I have used octave notation and syntax for writing matrices: 'comma' for separating column items, 'semicolon' for separating row items and 'single quote' for Transpose.
The second line of the Latex expression in the question, is valid with just one training example, x is a '(f+1) x 1' matrix or a column vector. Specifically x =
[x0; x1; x2; x3; .... xf]
x0 is always '1'. Here 'f' is the number of features.
theta =
[theta0; theta1; theta2; theta3; .... thetaf].
'theta' is a column vector or '(f+1) x 1' matrix. theta0 is the intercept term.
In this special case with one training example, the '1 x (f+1)' matrix formed by taking theta' and x could be multiplied to give the correct '1x1' hypothesis matrix or a real number.
h = theta' * x
as in the second line of the Latex expression is valid.
But the expression m = length(y)
indicates that there are multiple training examples. With 'm' training examples, X is a 'm x (f+1)' matrix.
To simplify, let there be two training examples each with 'f' features.
X = [ x1; x2].
(Please note 1 and 2 inside the brackets are not exponential terms but indexes for the training examples).
Here, x1 = [ x01, x11, x21, x31, .... xf1 ]
and
x2 = [ x02, x12, x22, x32, .... xf2].
So X is a '2 x (f+1)' matrix.
Now to answer the question, theta' is a '1 x (f+1)' matrix and X is a '2 x (f+1)' matrix.
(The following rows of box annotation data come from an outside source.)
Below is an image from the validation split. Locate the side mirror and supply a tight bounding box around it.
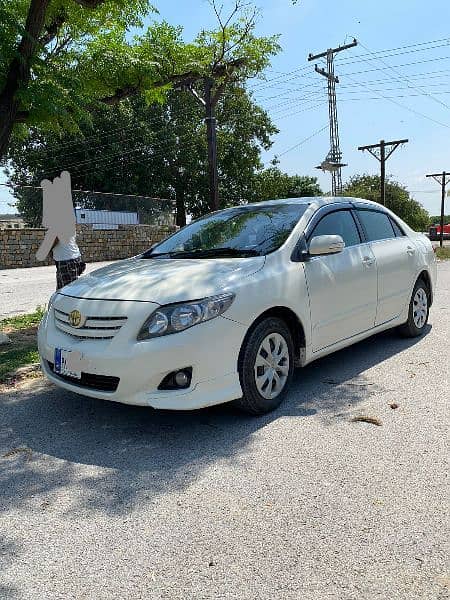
[308,235,345,256]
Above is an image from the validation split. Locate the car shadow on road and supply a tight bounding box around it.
[0,327,431,515]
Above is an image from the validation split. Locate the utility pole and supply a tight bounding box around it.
[308,39,358,196]
[427,171,450,248]
[174,77,223,210]
[358,140,409,206]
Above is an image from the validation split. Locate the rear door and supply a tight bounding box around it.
[356,206,417,325]
[304,209,377,352]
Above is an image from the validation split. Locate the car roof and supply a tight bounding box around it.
[242,196,383,208]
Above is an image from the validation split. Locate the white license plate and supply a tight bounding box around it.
[53,348,82,379]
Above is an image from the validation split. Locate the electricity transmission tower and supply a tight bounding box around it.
[358,140,408,206]
[308,39,358,196]
[427,171,450,248]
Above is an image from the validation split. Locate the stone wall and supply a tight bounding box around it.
[0,225,176,269]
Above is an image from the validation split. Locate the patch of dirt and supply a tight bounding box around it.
[2,325,38,345]
[0,363,43,393]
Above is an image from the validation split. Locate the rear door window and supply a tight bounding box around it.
[311,210,361,246]
[356,210,395,242]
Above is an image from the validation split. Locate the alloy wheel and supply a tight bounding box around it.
[254,333,289,399]
[413,288,428,329]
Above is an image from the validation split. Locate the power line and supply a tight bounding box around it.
[275,123,328,158]
[347,75,450,129]
[0,183,174,202]
[361,44,450,109]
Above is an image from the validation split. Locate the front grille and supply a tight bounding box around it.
[47,360,120,392]
[53,308,127,340]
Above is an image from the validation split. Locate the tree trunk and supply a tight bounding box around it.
[0,0,50,159]
[176,189,186,227]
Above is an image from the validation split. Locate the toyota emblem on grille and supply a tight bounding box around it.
[69,310,81,327]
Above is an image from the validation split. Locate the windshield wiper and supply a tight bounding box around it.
[142,247,261,258]
[171,247,260,258]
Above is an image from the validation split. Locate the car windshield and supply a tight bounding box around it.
[142,202,308,258]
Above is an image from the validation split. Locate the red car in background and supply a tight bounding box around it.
[428,223,450,241]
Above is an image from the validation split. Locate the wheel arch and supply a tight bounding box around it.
[414,269,433,306]
[238,306,306,368]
With this, the valid expression is X * theta
.
The expression in Latex theta' * X
becomes invalid.
The expected hypothesis matrix in my example, 'h', should have two predicted values (two real numbers), one for each of the two training examples. 'h' is a '2 x 1' matrix or column vector.
The hypothesis can be obtained by using the expression, X * theta
which is valid and algebraically correct. Multiplying a '2 x (f+1)' matrix with a '(f+1) x 1' matrix resulting in a '2 x 1' hypothesis matrix.